The cruise division of MSC Group has pledged to achieve net-zero greenhouse gas (GHG) emissions in its cruise marine operation by 2050. This target will cover its contemporary MSC Cruises and luxury Explora Journeys brands, and aims to go beyond the International Maritime Organization’s (IMO) plans to reduce emissions from shipping by 50 percent by 2050 compared to 2008.
Additionally, MSC has joined Getting to Zero Coalition’s call to action to accelerate the decarbonization of the overall shipping sector, including cruising. The call to action includes three demands to enable this: setting a target for zero-emission shipping by 2050; deploying commercially viable zero-emission vessels by 2030 and joint action by the private and public sectors. The call to action will be delivered to world governments in November 2021, in advance of the COP26 summit.
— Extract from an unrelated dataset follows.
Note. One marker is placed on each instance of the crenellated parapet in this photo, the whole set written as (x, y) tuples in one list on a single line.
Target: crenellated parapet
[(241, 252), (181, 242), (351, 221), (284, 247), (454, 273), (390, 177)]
In recent years, the company has focused on reducing GHG emissions through the introduction of energy-efficiency and operational improvement measures across its fleet. Having introduced an annual efficiency improvement of two to four percent across the fleet, by 2019 the company had achieved a 28 percent efficiency improvement compared to 2008. It is well on its way to meeting the IMO’s 40 percent intensity reduction target by 2030; however, energy efficiency improvements and operational measures alone will not suffice to put the shipping sector on a decarbonization course. Hence, the company is participating in several industry research projects seeking to develop the technologies and fuels that offer the potential to enable zero-emissions ships.
The MSC Cruise Division recently joined hands with shipbuilder Fincantieri and energy infrastructure company Snam to determine the conditions for the design and construction of what could become the world’s first oceangoing hybrid hydrogen/liquefied natural gas (LNG)-powered cruise ship, which would allow for zero-emissions operations in certain areas. These include arranging ship spaces to accommodate the necessary hydrogen technologies and fuel cells, calculating the potential greenhouse gas emissions savings, identifying the technical parameters of onboard systems, and technical and economic analysis of hydrogen supply and shore-based infrastructure.
Fuel cells offer great potential to achieve significant reductions. Having ordered three ships that will run on LNG, a transitional fuel that offers up to 21 percent less greenhouse gas emissions, MSC is studying the integration of fuel cells as a means to achieve further reductions. In 2019, the MSC Cruise Division and Chantiers de l’Atlantique unveiled Blue Horizon, an R&D project that focuses on the integration of a solid oxide fuel cell (SOFC) technology on LNG-powered cruise ships.
The company’s cruise division has also joined a consortium with GE Power Conversion, Ceres Power Holdings and Lloyd’s Register to explore how to address the barriers to the adoption of fuel cells in large ship applications. It will examine how SOFCs can be integrated into a ship’s operational functionality including the existing power and propulsion architecture and layout, allowing the impact of using SOFC technology to be quantified in terms of overall emissions reduction.
The MSC Cruise Division has also partnered with industry leaders and academia in a research project that promotes low-carbon shipping by combining progressive energy technologies and innovative ship design. Led by the University of Vaasa, the CHEK Consortium, involves the World Maritime University, Wärtsilä, Cargill and Lloyds Register, among others.